I wish to preface this by stating I am a huge fan of Hyperbole and a Half, and have been since I first read her pants-pissingly funny and apt ‘This is Why I’ll Never be an Adult‘. When she posted her Adventures in Depression back in October 2011, I nodded along the whole way, because I certainly could identify with her. I thought good thoughts her way, and hoped we’d hear recovery-based news.
So when I heard the day before yesterday she was transitioning to make a proper post yesterday, I sat up and waited in anticipation. It meant that she was alive, and hopefully, doing better. So when I sat down to Depression Part Two on the back of many enthusiastic friends spamming my Facebook feed about it, I hoped to be similarly charmed. Certainly, I nodded along to a point… and then I didn’t anymore. I looked back over at Facebook, and I looked back to the pictures of corn, and I looked back over at Facebook:
Person One: We are all Allie Brosh!
Person Two: We are all Allie Brosh!
Person Three: We are all Allie Brosh!
And so on. It didn’t sit right with me, because I couldn’t agree. I’ve been dealing with severe and increasingly severe depression since I was a young teenager, and I have never in my life had a corn moment. I’m currently in the middle (start?) of a depressive episode on the back of a month of mixed episode badness, and I felt even more depressed seeing that. Part of Bipolar II is knowing that one is likely to have increasingly severe depressive episodes until they either die, or off themselves. We are not all Allie Brosh. We have not all (and might never) have a corn moment.
And then I felt a bit angry — while I am definitely glad that people identify in a meaningful way, it makes me feel marginalized for not having the same experience. One thing that I have certainly not felt since getting involved with other mental health bloggers is marginalized; I feel that we do a fantastic job supporting each other and accepting that we all have our experiences, and that we certainly accept that and spread the love as we may. I certainly do not denigrate her experience — it is hers to share as she sees fit, and like us, it is wonderful if it makes folks feel better/less alone.
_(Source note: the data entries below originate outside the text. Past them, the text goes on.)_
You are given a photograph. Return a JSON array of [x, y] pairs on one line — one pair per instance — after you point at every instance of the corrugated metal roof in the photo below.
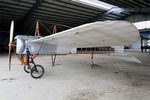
[[66, 12]]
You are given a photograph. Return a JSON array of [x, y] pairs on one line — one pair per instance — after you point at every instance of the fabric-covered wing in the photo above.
[[101, 33]]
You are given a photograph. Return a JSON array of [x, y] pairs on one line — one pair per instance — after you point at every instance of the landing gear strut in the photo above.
[[53, 57], [35, 70], [92, 62]]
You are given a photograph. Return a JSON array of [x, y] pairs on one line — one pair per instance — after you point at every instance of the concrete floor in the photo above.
[[114, 78]]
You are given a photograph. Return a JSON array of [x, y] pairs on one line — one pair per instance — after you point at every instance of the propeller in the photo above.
[[11, 43]]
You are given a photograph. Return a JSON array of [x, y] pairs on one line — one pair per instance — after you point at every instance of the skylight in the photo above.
[[142, 25], [96, 3]]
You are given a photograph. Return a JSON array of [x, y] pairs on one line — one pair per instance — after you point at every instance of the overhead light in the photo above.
[[96, 3]]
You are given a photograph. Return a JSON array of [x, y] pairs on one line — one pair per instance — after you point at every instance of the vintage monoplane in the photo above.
[[96, 34]]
But the problem with where she stands is that people ARE rushing to treat her experience as -everyones’- experience, and that is simply not the case. And in that, I am wary of people trying to force her into being the role model for mental health/illness/depression. I’m probably not the only one who would be concerned by that combination. I know for me, it took a lot of hard work and effort and trying to make myself stand up and share my experience, and be able to say that my feelings are valid; I don’t want the crowd to take one person’s (whether it be mine or anyone else’s) experience and act as if it is the ‘the one’, the only one. I am sure that she would feel the same way if the roles were switched and she were in my shoes, because she is an intelligent, clever, hilarious person with a lot of good things to say and who says them very well. There is very obviously a brain working in that wonderful head.
So no, I don’t blame Allie Brosh for what is happening. I still think that she is a fantastic writer and doodler, and I admire her greatly and would happily give her hugs and chocolate and coffee (I might fight her for the Skittles though. Bitches love Skittles). Nor am I upset that people identify with her. Just remember that in your excitement, you’re telling other people that they’re wrong because their experience is different to yours (and a lot of them won’t have the spoons to tell you so). We are not all Allie Brosh, even if most of us love her too.